Au cours de ma carrière professionnelle et en qualité de conseillère pour la Direction de la recherche en opinion publique, j’ai été appelée à créer et à développer des partenariats efficaces avec divers intervenants, tant à l’interne qu’à l’externe du gouvernement pour appuyer l’exécution d’activités de sensibilisation.

Par exemple, à l’automne 2019, j’ai travaillé en étroite collaboration avec mes collègues du Bureau du Conseil privé ainsi que la Direction générale des approvisionnements de Services publics et Approvisionnement Canada afin d’élaborer une présentation à l’intention des membres de l’Institut des biens immobiliers du Canada, membres regroupant des fonctionnaires fédéraux, provinciaux et municipaux de partout au Canada. Cette expérience m’a offert une occasion unique de réseautage tant à l’interne et à l’externe auprès de collègues ayant des besoins spécifiques et des attentes variées.
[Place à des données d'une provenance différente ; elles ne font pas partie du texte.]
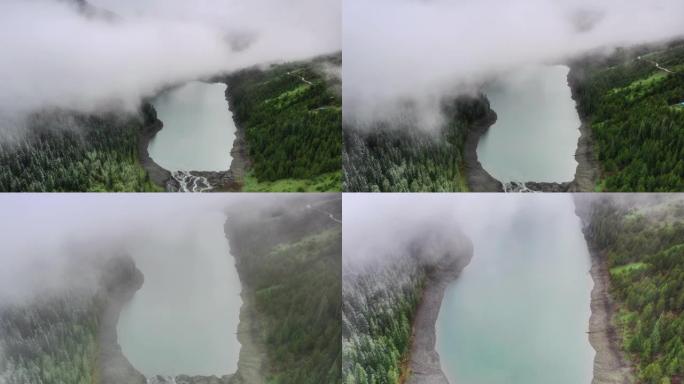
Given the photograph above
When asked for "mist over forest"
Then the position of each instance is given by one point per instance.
(403, 58)
(104, 55)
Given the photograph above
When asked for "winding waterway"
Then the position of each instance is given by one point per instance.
(184, 319)
(536, 133)
(519, 313)
(198, 131)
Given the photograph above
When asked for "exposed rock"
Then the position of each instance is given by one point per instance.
(151, 126)
(479, 180)
(586, 173)
(424, 363)
(120, 280)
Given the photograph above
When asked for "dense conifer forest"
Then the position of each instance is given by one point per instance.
(291, 116)
(633, 101)
(62, 151)
(405, 158)
(290, 265)
(377, 322)
(51, 340)
(644, 247)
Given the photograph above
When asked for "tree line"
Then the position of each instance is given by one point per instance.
(645, 254)
(406, 158)
(291, 119)
(631, 106)
(65, 151)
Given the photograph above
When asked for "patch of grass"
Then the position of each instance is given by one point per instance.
(328, 182)
(627, 268)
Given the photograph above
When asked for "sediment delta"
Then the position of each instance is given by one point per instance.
(586, 173)
(424, 363)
Afin de mener à bien ce projet, j’ai été appelée à développer mes compétences afin de mobiliser divers intervenants vers l’atteinte des objectifs communs et de mettre en œuvre diverses stratégies pour de faire face aux multiples béabas qu’un projet multidisciplinaire et interministériel impliquent.

Depuis les 5 dernières années, j’ai participé activement au renforcement des partenariats entre Direction de la recherche en opinion publique, la Direction des services de publicité et le Programme d’autorisation pour les médias protégés par les droits d’auteur via les rencontres trimestrielles du Bureau de la collectivité des communications qui regroupent les responsables des diverses Communautés de pratiques. Ces rencontres ont permis aux directions mentionnées ci-haut de consolider leurs ressources vers l’atteinte d’objectifs communs pour nos communautés, soit de sensibiliser et de promouvoir les outils d’information qui sont mis à la disposition des clients. Qui plus est, ces occasions de réseautage permettent aux membres des différentes communautés d’échanger sur divers enjeux et de travailler en collaboration afin de résoudre des problématiques communes. Par exemple, j’ai organisé depuis les dernières années plusieurs activités en partenariat avec ces communautés mentionnées ci-haut en planifiant des événements conjoints comme 3 séances d’information sur les audiences cibles et les milléniaux canadiens et 2 autres séances sur les valeurs sociales des Canadiens ou encore en faisant la promotion d’un outil d’analyse comme celui de l’Observateur des médias.

Enfin, j’ai été appelée à créer et à renforcer de nombreux partenariats tant avec l’industrie (Quorus, Phoenix SPI, Ekos) qu’avec une institution académique (Collège Algonquin) pour l’organisation et la tenue d’événements et des séances d’information destinés à nos ministères-clients. Par exemple, j’ai travaillé en étroite collaboration avec Quorus pour le renouvellement du matériel de formation sur les méthodes quantitatives et une autre sur les techniques pour les sondages en ligne.

[...]

[Sic pour l’ensemble de la citation]

[20] La plaignante a contesté le fait que la description de travail avait été modifiée et que les connaissances n’étaient plus une exigence de la liste. Selon elle, les connaissances doivent être une exigence au groupe et au niveau EC-07, puisque le poste exige une connaissance approfondie de la méthodologie de recherche, pour être en mesure de diriger l’équipe efficacement.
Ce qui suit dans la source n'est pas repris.